I don't tend to post much about my family because it's a bit of a sensitive topic of mine but seeing the events unfold over the last few days kind of make me want to address it a bit more.

The bit that kind of gets me is that after my car accident it sort of made me think what would have happened if I died (I know that seems really emo, but it was pretty bad and we did very well to come out with nothing but minor injuries)?  My mother would have found out eventually through a series of people down a emergency contact chain but my father could have quite easily gone a few good years without knowing.  Seeing as we didn't speak for something close to 6 years until a couple days ago and he didn't know where I lived it's entirely a plausible outcome.

So I think with the recent passing on of John, he's keen not to let the same thing happen happen to me (if that makes sense) and the only reason we didn't talk was over a falling out of nuclear proportions and I don't speak to the family because I've never known any of them.

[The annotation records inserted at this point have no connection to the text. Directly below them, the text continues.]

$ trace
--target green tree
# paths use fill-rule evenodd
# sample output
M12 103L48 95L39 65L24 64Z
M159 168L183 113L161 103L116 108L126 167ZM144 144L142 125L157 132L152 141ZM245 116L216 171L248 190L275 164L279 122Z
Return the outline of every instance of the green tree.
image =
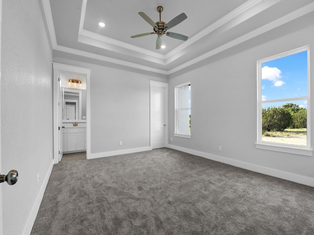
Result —
M306 128L307 124L308 112L305 108L300 108L300 110L293 114L292 122L294 128Z
M287 108L268 107L262 110L262 128L267 131L282 131L292 123L292 118Z

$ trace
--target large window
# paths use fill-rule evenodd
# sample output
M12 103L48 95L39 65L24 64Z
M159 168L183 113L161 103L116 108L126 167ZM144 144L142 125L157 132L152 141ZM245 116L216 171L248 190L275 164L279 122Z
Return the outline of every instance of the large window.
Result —
M309 53L306 47L258 61L257 148L312 155Z
M191 84L176 86L175 136L191 138Z

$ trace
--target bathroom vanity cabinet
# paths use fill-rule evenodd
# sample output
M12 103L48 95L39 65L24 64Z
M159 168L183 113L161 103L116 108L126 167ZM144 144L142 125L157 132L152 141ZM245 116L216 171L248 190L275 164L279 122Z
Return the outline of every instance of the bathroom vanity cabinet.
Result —
M86 127L66 127L62 129L62 147L64 153L86 151Z

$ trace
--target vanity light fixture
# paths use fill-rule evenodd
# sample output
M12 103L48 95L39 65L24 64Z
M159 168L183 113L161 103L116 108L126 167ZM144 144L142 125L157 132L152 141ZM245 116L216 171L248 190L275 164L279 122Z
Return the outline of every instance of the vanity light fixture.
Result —
M69 79L69 82L68 82L68 85L71 86L77 86L78 84L78 86L82 86L82 81L79 80L75 80L75 79Z

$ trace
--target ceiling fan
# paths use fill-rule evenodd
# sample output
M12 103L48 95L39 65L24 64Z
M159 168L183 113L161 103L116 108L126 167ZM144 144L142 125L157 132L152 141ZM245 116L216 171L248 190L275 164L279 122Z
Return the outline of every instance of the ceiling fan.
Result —
M156 49L160 49L161 47L161 37L165 35L168 37L179 39L180 40L186 41L188 38L187 36L183 35L179 33L167 32L167 30L181 23L187 17L184 13L181 13L179 15L173 18L168 24L161 21L161 12L163 9L162 6L157 7L157 11L159 12L159 21L155 23L153 20L144 12L139 12L138 14L142 17L148 24L153 27L154 32L151 33L141 33L136 35L131 36L131 38L137 38L143 36L150 35L151 34L157 34L157 41L156 41Z

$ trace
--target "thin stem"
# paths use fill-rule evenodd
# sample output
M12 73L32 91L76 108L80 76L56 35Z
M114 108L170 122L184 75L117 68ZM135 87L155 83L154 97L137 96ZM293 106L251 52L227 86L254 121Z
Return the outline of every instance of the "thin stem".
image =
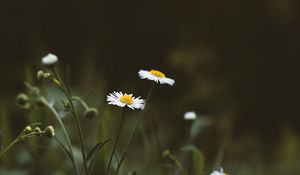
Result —
M20 137L17 137L13 142L11 142L1 153L0 153L0 158L10 149L14 144L19 142Z
M106 173L107 175L109 175L109 170L110 170L111 162L112 162L112 159L114 157L116 146L118 144L119 137L120 137L120 134L121 134L121 131L122 131L122 128L123 128L124 116L125 116L125 109L123 109L123 112L122 112L122 117L121 117L119 129L118 129L118 132L117 132L116 141L114 143L114 147L112 149L112 152L111 152L111 155L110 155L110 159L109 159L109 162L108 162L107 173Z
M155 86L155 82L152 83L152 85L150 86L150 89L149 89L149 91L147 93L146 104L148 103L148 100L150 99L150 96L151 96L151 94L153 92L154 86ZM147 107L147 105L146 105L146 107ZM116 175L119 174L119 171L121 169L122 163L123 163L123 161L124 161L124 159L126 157L126 154L128 152L128 148L129 148L129 146L130 146L130 144L131 144L131 142L133 140L133 137L134 137L134 135L135 135L135 133L137 131L137 128L138 128L138 126L139 126L139 124L141 122L141 119L142 119L141 114L142 114L142 112L139 113L138 118L136 119L134 128L131 131L130 137L129 137L128 142L127 142L127 145L125 146L125 149L123 150L123 154L121 156L120 162L119 162L118 167L117 167Z
M71 107L70 110L71 110L72 114L75 117L76 126L77 126L78 133L79 133L79 141L80 141L81 154L82 154L82 159L83 159L83 164L84 164L84 170L85 170L86 175L89 175L88 163L87 163L87 158L86 158L86 153L85 153L85 148L84 148L84 142L83 142L83 132L82 132L82 129L81 129L81 125L80 125L77 110L76 110L76 108L74 106L74 103L71 99L72 98L71 92L69 91L69 89L66 88L64 82L60 78L59 74L56 72L55 68L52 67L51 70L52 70L54 76L57 78L57 80L61 83L61 89L64 92L64 94L66 95L66 97L69 101L70 107Z
M71 140L70 140L70 137L69 137L69 134L66 130L66 127L64 125L64 123L62 122L61 118L59 117L58 113L56 112L56 110L53 108L53 106L51 106L48 101L46 101L44 98L41 99L42 103L46 105L46 107L48 107L48 109L52 112L53 116L55 117L55 119L57 120L58 124L60 125L60 127L62 128L62 131L66 137L66 140L67 140L67 145L68 145L68 148L69 148L69 151L72 155L72 162L74 164L74 167L76 169L76 173L79 174L79 170L78 170L78 166L77 166L77 162L76 162L76 159L74 157L74 152L73 152L73 149L72 149L72 143L71 143Z
M80 97L71 97L72 100L78 101L85 110L89 109L89 106Z

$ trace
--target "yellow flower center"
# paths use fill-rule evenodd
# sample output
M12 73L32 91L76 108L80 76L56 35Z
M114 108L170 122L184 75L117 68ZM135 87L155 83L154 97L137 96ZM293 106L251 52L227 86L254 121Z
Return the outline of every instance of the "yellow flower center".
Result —
M131 95L123 95L122 97L120 97L120 101L122 103L126 103L127 105L131 105L133 103L133 98L131 97Z
M154 75L154 76L157 76L159 78L165 78L165 74L158 71L158 70L150 70L150 74Z

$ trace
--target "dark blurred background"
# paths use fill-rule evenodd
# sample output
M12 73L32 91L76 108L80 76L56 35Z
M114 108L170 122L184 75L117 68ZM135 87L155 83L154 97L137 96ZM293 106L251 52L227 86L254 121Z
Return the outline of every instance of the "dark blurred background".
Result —
M99 106L113 90L145 96L137 71L154 68L176 80L151 99L166 148L182 144L193 110L215 121L198 141L208 161L225 145L230 174L297 174L299 16L297 0L2 1L1 110L22 129L15 96L49 52Z

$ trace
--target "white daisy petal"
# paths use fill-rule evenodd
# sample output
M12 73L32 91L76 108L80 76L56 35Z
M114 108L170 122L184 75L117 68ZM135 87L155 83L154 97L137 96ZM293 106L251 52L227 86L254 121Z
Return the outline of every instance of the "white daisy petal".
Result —
M220 171L214 170L213 172L210 173L210 175L228 175L223 172L223 168L220 168Z
M173 86L173 84L175 83L175 80L167 78L164 73L158 70L139 70L138 74L141 79L152 80L160 84L169 84Z
M107 102L110 105L116 105L120 107L129 107L131 109L144 109L145 100L140 97L134 97L133 94L127 94L122 92L113 92L107 95Z

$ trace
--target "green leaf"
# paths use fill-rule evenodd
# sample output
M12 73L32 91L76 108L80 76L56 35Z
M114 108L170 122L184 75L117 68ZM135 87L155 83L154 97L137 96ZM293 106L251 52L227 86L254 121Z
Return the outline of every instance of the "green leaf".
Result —
M0 130L0 151L2 149L2 133L1 133L1 130Z

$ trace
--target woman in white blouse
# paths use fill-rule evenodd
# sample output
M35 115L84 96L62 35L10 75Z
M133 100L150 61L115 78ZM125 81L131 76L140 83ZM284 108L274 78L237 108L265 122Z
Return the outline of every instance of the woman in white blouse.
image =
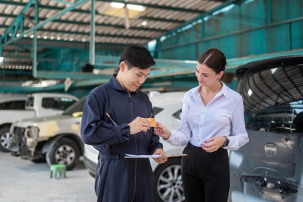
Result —
M175 146L186 145L182 175L186 202L224 202L229 190L227 150L248 142L242 96L221 81L226 58L211 48L199 58L199 85L184 96L181 123L170 131L160 123L155 134Z

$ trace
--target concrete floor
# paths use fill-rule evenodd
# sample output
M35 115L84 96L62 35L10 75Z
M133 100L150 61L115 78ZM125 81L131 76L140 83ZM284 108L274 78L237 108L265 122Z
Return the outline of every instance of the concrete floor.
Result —
M66 171L66 178L54 179L46 163L0 151L0 202L93 202L94 184L82 161Z

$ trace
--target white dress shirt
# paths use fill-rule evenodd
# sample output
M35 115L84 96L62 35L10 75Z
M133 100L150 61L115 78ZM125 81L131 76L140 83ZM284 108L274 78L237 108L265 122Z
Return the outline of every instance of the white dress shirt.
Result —
M228 145L224 147L237 150L248 142L244 119L242 96L225 83L213 99L204 106L199 90L194 88L184 95L181 123L167 140L175 146L189 142L200 147L205 140L212 137L229 136Z

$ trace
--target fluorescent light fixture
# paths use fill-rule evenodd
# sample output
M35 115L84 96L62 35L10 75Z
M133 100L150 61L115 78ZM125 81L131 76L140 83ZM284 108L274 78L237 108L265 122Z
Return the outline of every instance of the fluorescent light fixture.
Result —
M110 6L114 8L124 8L125 4L122 3L117 3L116 2L112 2L110 3ZM127 4L126 6L127 8L130 10L134 10L134 11L145 11L145 8L144 6L140 6L138 5L134 4Z
M124 7L124 4L122 3L117 3L116 2L112 2L110 3L110 6L114 8L122 8Z
M142 6L139 6L138 5L134 4L127 4L126 6L127 8L130 10L134 10L134 11L145 11L145 8Z

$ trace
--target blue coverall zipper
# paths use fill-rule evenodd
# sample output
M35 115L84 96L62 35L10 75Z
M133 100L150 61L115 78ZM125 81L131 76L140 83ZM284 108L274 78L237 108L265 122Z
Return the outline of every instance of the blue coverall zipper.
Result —
M131 99L131 92L128 92L128 99L129 100L129 103L131 105L131 109L132 110L132 116L133 117L133 120L134 120L134 111L133 111L133 105L132 104L132 100ZM137 138L136 134L135 134L135 149L136 154L137 154ZM135 193L136 193L136 184L137 180L137 159L135 159L135 186L134 188L134 194L133 194L133 199L132 199L132 202L134 201L135 198Z

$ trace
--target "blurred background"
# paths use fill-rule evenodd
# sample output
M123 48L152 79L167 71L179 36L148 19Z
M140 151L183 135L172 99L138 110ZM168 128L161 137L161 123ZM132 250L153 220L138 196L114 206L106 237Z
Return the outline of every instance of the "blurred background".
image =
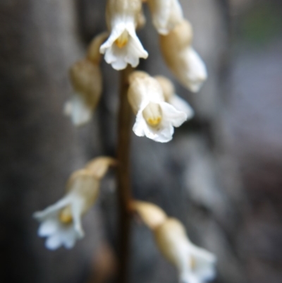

But after what has happened they're keen to get to know me, my father is keen to stay in touch and I basically some how found myself in the middle of a mega family and no fucking idea where to start.  So for me it's trying to digest John's death, the circumstances around me and my father's relationship and being thrust in to a group of people I know absolutely nothing about.  And it's only a matter of time before I get my first email, phone call or facebook notification. 

I figured I might as well write about it as its pretty much the only way I'm going to stop dwelling on it and this LiveJournal has been a time line of events since 2000, so it's a mega-mega part of my existence.  I may even after time has passed open up this entry or maybe even set it to private tomorrow.  We'll see.